Todd Kleiboer, Co-Editor

Courtesy | Rick Riordan website

The Big Banana has set sail for now, but Rick Riordan’s third installment of the Magnus Chase series “The Ship of the Dead” leaves readers dazed with its action-packed adventure with romantic undertones as Magnus strives to stop Loki from starting Ragnarok, the end of all nine worlds.

With his fellow floormates, Samirah the Valkyrie, and his friends Blitzen and Hearthstone, Magnus Chase travels across the pond on the Big Banana (the neon yellow Viking longship gifted by his godly dad) to England and Norway, and each of these places is given its own unique personality.

York, England is a bustling city whose architecture is a mishmash of different historic time periods, and its significance comes from the mouth of TJ, or Thomas Jefferson, Jr., a black Union soldier who died bravely in charging a fort.
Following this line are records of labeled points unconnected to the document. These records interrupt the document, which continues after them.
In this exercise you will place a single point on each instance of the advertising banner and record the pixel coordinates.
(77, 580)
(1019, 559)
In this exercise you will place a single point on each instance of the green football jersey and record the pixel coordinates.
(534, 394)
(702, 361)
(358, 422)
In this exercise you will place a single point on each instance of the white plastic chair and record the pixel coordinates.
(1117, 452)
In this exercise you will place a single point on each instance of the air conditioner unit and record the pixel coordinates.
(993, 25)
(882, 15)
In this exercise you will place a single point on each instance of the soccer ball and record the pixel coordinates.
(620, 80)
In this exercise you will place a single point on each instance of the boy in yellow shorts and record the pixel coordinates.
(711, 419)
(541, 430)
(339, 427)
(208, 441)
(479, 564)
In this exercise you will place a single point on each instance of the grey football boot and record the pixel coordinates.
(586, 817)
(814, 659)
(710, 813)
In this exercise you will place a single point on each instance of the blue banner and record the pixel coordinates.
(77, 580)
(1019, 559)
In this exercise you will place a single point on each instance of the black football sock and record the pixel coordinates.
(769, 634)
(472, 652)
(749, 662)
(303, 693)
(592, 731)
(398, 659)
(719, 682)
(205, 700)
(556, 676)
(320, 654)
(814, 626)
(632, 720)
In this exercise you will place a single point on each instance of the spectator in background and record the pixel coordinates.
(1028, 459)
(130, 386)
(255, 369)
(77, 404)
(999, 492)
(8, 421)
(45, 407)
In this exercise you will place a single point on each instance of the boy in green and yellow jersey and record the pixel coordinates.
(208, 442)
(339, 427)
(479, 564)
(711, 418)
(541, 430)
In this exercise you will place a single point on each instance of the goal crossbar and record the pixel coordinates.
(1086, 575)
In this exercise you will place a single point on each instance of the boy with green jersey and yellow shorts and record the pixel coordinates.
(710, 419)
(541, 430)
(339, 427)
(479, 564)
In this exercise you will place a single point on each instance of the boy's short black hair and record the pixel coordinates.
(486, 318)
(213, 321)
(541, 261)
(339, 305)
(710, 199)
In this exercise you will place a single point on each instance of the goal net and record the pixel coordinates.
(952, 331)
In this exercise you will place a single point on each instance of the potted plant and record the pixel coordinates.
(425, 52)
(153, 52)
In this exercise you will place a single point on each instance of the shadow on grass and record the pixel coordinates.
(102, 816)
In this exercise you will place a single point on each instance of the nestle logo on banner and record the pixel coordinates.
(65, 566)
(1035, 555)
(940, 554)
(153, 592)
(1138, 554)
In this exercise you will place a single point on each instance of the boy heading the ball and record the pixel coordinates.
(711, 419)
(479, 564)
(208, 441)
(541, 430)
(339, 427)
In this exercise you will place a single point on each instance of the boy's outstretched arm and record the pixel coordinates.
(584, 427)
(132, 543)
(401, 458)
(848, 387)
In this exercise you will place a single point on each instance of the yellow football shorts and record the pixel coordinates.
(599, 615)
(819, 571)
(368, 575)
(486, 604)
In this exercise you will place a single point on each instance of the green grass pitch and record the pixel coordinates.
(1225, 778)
He states that the Union’s biggest worry was Britain siding with the Confederacy because the war threatened the cotton industry centered in the South, and he had dreamed of one day traveling to Britain to thank the people. It is an important scene in characterizing TJ, and other floormates are given more time who before were just pure personalities with no gripping backgrounds.

For the berserker Halfborn Gunderson, York was not as friendly a city. It is where he died in a battle centuries before to take control of the then small village, and he at times softens and regrets leaving his home to fight for fame.

In the sleepy village of Flam, Norway, Halfborn Gunderson comes to the forefront again as he states that this is his birthplace where he had hoped to return with the fjord ringing with his praises, and Mallory Keen later reveals that she died trying to defuse a bomb on a bus full of children, Loki having goaded her into planting it. Frigg, the queen of Asgard, also appears to tell Mallory that the young einherjar is her daughter.

This renewed focus on Magnus’s floormates is a welcome change, and it gives York and Flam a certain sense of importance to the characters beyond it being a site for combat. However, more time could have been devoted to building the setting as each whizzed by in the fast pace of the novel, leaving its outline fuzzy and unclear but purpose unquestioned.

Different settings are certainly interesting, but in the last novel of the series, the setting should have been a little more stable. It creates a rushed feeling, and while it gives diversity to the novel, each setting can be shallow in its treatment.

In the course of the novel, romance buds between Alex (she/her) and Magnus, and it follows much the same course as Percy Jackson and Annabeth Chase, Magnus’s cousin. Magnus is unsure of his feelings, and it is largely up to Alex to make the first move as she kisses him under a blanket in the deadening cold of Niflheim.

Magnus continues to be unsure after that, and after he shouts the kiss was the best thing that has ever happened to him during the very public flyting of Loki, Alex (then he/him) clears the air by kissing Magnus again. Then Magnus is very sure of his feelings.

As with the other books of the series, Riordan does not shy away from potentially controversial topics. When Samirah talks about her faith and says the phrase “Allahu akbar”, Magnus notes his uneasiness about the phrase and ties it to terrorism; however, he listens to Samirah’s explanation of the phrase which means “God is greater”, imbuing it with heavy significance for those of the Muslim faith.

Also, when Alex, then using the masculine pronouns, kisses Magnus, his thoughts are split between “I just kissed a dude” and “I was just kissed by Alex Fierro, the greatest thing to ever happen to me.” Obviously, the latter thought wins as they continue their relationship.